Das objektive Nettoprinzip gilt auch für die Gewerbesteuer, weil die Gewerbesteuer im Hinblick auf die Bemessung des Gewerbeertrags nach den Vorschriften des EStG und des KStG (§ 7 Satz 1 GewStG) ebenso wie die Einkommensteuer und die Körperschaftsteuer an die Ertragskraft des Unternehmens anknüpft[5]. Allerdings bedingt der Charakter der Gewerbesteuer als Objektsteuer in bestimmten Bereichen Einschränkungen des objektiven Nettoprinzips[6].

Es ist verfassungsrechtlich unbedenklich, dass ein Übernahmeverlust für gewerbesteuerrechtliche Zwecke nicht zu erfassen ist, soweit er auf einem negativen Wert des übertragenen Betriebsvermögens der Kapitalgesellschaft beruht.

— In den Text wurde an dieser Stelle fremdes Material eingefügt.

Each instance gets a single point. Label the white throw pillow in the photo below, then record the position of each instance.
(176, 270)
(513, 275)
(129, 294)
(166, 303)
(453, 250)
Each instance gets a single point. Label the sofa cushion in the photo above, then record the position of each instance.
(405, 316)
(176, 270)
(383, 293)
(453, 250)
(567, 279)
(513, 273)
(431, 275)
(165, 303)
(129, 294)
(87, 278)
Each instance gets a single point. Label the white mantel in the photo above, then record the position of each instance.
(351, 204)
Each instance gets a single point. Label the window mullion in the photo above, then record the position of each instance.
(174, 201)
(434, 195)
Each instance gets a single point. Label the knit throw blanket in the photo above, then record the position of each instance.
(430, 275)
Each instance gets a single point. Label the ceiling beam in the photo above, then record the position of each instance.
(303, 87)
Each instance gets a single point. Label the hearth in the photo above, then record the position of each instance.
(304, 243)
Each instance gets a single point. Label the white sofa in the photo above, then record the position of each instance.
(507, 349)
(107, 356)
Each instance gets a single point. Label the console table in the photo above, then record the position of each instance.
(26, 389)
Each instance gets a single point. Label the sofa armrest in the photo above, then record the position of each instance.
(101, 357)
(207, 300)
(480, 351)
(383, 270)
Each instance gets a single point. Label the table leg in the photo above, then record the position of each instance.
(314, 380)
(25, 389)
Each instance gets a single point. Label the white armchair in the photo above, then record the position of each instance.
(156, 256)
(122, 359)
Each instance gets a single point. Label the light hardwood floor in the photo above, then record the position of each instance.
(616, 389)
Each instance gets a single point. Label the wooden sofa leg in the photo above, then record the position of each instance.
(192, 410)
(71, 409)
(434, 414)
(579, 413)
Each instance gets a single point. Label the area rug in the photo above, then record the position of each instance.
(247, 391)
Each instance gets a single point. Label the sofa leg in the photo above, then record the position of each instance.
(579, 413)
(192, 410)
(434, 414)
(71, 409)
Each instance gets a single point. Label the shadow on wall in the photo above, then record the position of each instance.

Dieser von § 18 Abs. 2 UmwStG 2002 mitumfasste Regelungsinhalt fügt sich nahtlos in das Verlustabzugssystem des Gewerbesteuerrechts ein, wonach ein Verlustabzug nach § 10a GewStG voraussetzt, dass sowohl die sog. Unternehmensidentität als auch die sog. Unternehmeridentität gegeben ist. Dabei bedeutet Unternehmeridentität, dass der Steuerpflichtige, der den Verlustabzug in Anspruch nimmt, den Gewerbeverlust zuvor in eigener Person erlitten haben muss[7].

Im Regelfall wird der negative Wert des übertragenen Betriebsvermögens auf Verlusten beruhen, die von der Kapitalgesellschaft erwirtschaftet wurden. Bei deren Verschmelzung auf einen übernehmenden Rechtsträger erlischt die Kapitalgesellschaft; es kommt zu einem vollständigen Unternehmerwechsel. § 18 Abs. 1 Satz 2 UmwStG 2002 ordnet daher systemgerecht an, dass der Gewerbeertrag des übernehmenden Rechtsträgers nicht um die vortragsfähigen Verluste der übertragenden Körperschaft i.S. des § 10a GewStG gekürzt werden darf[8]. Es ist daher auch folgerichtig, beim übernehmenden Rechtsträger eine gewerbesteuerrechtliche Nutzung von Übernahmeverlusten, die im Ergebnis auf von der Kapitalgesellschaft erwirtschafteten Verlusten beruhen, auszuschließen.

§ 18 Abs. 2 UmwStG 2002 durchbricht das objektive Nettoprinzip, soweit der Übernahmeverlust auf dem vom Kläger getragenen Beteiligungsaufwand beruht. Dieser Verstoß ist jedoch sachlich gerechtfertigt.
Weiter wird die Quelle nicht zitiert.